Walter Shapiro, writing at the New Republic:
Of course, the current none-of-the-above mood among many Republican loyalists could simply be viewed as a vote of no-confidence in the bizarre way that we choose presidential nominees (eight months devoted to wooing 120,000 Iowa GOP caucus-goers). It is as if the Republicans finally grasp the Catch-22 of contemporary campaigning: Anyone who runs for president in an era of cell-phone cameras and Tweet-deck reporters is too crazy ever to be allowed control over nuclear weapons.
The focus on Republicans in the paragraph is because the piece is about the longing, in some quarters of the GOP, for candidates not running (e.g., Daniels, Christie, even Jeb). The basic sentiment is universal in nature, I should think, transcending not only partisan lines, but international barriers.
At a minimum, one does often feel as if the people who run for office are the ones we really least want for office. Indeed, to paraphrase Rumsfeld: you go to the ballot box with the candidate you have, not the candidate you want, or would like to have.
The lament over the quality of candidates is an age-old one, but it always seems worse in real time, I think. The funny thing is, practically every president we have ever had, save perhaps Washington, has been perceived by some substantial part of the population as, well, an idiot unfit for election (and there, in fact, people who thought that even about Washington). And yet, many of those selfsame idiots are now considered Great Americans (and in a nonpartisan way, often).

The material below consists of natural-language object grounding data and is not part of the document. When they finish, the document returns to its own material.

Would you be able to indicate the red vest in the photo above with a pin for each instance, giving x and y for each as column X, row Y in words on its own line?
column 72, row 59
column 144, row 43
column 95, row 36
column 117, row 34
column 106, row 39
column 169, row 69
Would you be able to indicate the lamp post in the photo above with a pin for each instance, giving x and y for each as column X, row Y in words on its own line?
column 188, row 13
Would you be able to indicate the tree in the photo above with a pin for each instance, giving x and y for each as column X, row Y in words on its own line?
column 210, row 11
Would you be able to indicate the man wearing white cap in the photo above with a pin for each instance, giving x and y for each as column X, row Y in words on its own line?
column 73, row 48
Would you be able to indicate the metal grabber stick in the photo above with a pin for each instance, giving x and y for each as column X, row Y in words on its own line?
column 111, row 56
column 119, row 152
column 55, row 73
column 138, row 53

The above from Shapiro reminds me of this classic bit from the Hitch-Hiker’s Guide to the Galaxy (the radio version):
The major problem – one of the major problems – for there are several – one of the many major problems with governing people is that of who you get to do it. Or, rather, of who manages to get people to let them do it to them. To summarise: it is a well-known and much lamented fact that those people who most want to rule people are, ipso facto, those least suited to do it. To summarise the summary: anyone who is capable of getting themselves made president should, on no account, be allowed to do the job. To summarise the summary of the summary: people are a problem.
This is all a combination of amusing and depressing, although ultimately it is also the case that there are far worse alternatives. There is a reason that Churchill said that “Democracy is the worst form of government, except for all those other forms that have been tried from time to time.”
And, really, despite all the angst and hand-wringing, we have ultimately done relatively well over the years.